Patent sequence data is released to EBI quarterly. Data is not filtered by EBI – just converted into EMBL flatfile format. The NR database is filtered to remove redundancy

2.c. DDBJ

Website states:

“Provide sequences in DDBJ flat file format for KIPO and JPO including patents since 1997. Available for ftp download since 2010.”

Receives nt & aa data from JPO once or twice a month. “Therefore we distribute the sequence of only published patent publication data, not patent application data.  KIPO resumed submitting data to DDBJ through Kobic.

http://www.ddbj.nig.ac.jp/ddbjnew/mag/column/patent-e.html

 3. Regional IP organizations

3.a. EPO

Have sequence listings available for EP applications after 2000 that were lodged electronically. http://www.epo.org/searching/free/publication-server/sequence-listings.html

Forward application sequences to EBI on a weekly basis for filing since early 80s.

3.b. WIPO

All patent applications that contain sequences are published in PCT sequence listing at PATENTSCOPE which has sequence listings since 1999. WIPO listings were downloaded and 30% were full text files, and the rest are pdf or image files and need to be OCRed to render them machine searchable.

International Searching Authorities (the national Offices of Australia, Austria, Canada, China, Finland, Japan, the Republic of Korea, the Russian Federation, Spain, Sweden and the United States of America, and the European Patent Office) submit sequence data directly to external database partners (NCBI, EBI, DDBJ) – so occasionally, WO sequence might pop up in these databases.

FAQ

How often is the PatSeq data updated?

We are trying to have regular updates at least on monthly basis for now and we hope to even attempt bi-weekly updates provided additional resources.

Can I download the whole PatSeq data?

The PatSeq data is downloadable under a Creative Commons 3.0 BY-NC-SA license.  For any commercial use, please contact Osmat@cambia.org.  The data is downloadable based on document type (whether the sequence is derived from a granted patents  “Grants” or from published patent applications “Applications” and based on the location of the sequence in the patent document.  For example, if you are interested in the sequences that are referenced in the claims of granted patents, you may want to download the sequences from grants “in claims”.  If you want all the sequences that are disclosed in granted patents regardless of whether they are or are not referenced in the claims section, then you may download “all” the datasets from Grants.

How can I find the information on all the sequences in a given patent or publication number in the Lens?

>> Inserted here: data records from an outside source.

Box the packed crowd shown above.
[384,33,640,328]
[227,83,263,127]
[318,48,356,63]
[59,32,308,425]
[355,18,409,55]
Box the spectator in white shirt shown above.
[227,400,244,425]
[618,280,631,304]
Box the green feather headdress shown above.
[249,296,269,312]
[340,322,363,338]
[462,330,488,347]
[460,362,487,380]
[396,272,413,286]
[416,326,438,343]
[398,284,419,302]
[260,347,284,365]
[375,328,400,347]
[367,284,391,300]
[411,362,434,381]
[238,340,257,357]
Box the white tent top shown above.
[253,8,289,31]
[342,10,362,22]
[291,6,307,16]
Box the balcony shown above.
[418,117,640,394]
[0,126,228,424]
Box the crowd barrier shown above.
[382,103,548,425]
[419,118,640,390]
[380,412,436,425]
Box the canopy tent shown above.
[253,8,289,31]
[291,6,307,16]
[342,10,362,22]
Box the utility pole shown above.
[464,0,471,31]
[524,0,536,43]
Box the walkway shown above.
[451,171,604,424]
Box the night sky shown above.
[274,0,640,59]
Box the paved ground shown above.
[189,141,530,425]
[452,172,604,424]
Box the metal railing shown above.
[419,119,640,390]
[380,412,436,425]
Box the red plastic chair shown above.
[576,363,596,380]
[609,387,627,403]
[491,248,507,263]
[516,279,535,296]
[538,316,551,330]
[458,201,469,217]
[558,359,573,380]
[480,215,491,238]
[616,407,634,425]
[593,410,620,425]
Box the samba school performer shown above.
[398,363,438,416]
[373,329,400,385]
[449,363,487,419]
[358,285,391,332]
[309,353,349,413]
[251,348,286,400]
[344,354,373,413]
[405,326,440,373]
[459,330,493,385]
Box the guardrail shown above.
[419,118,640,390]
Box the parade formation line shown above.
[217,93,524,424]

In the Lens, patent documents containing biological sequences are mixed with other patents.  Thus the patent number search for sequences has been merged into the normal patent search and all you need to do is simply enter the patent number that you are interested in into the broad search field at  lens.org  The search results will indicate sequence listing availability with the the double helix icon.  The double helix icon also provides you with a link directly to the sequences of the patent.

 

As an example:

Enter a patent number into the search field

PastedGraphic-6-1

Examine the results for relevant hits (NB: the double helix indicates that a sequence listing is available)

PSDsequence

The double helix provides a direct link to the sequence listing

Browse through the sequence listing

PastedGraphic-9

Access is free for regular sequence downloads from the sequence tab or through PatSeq Explorer and Analyzer tools.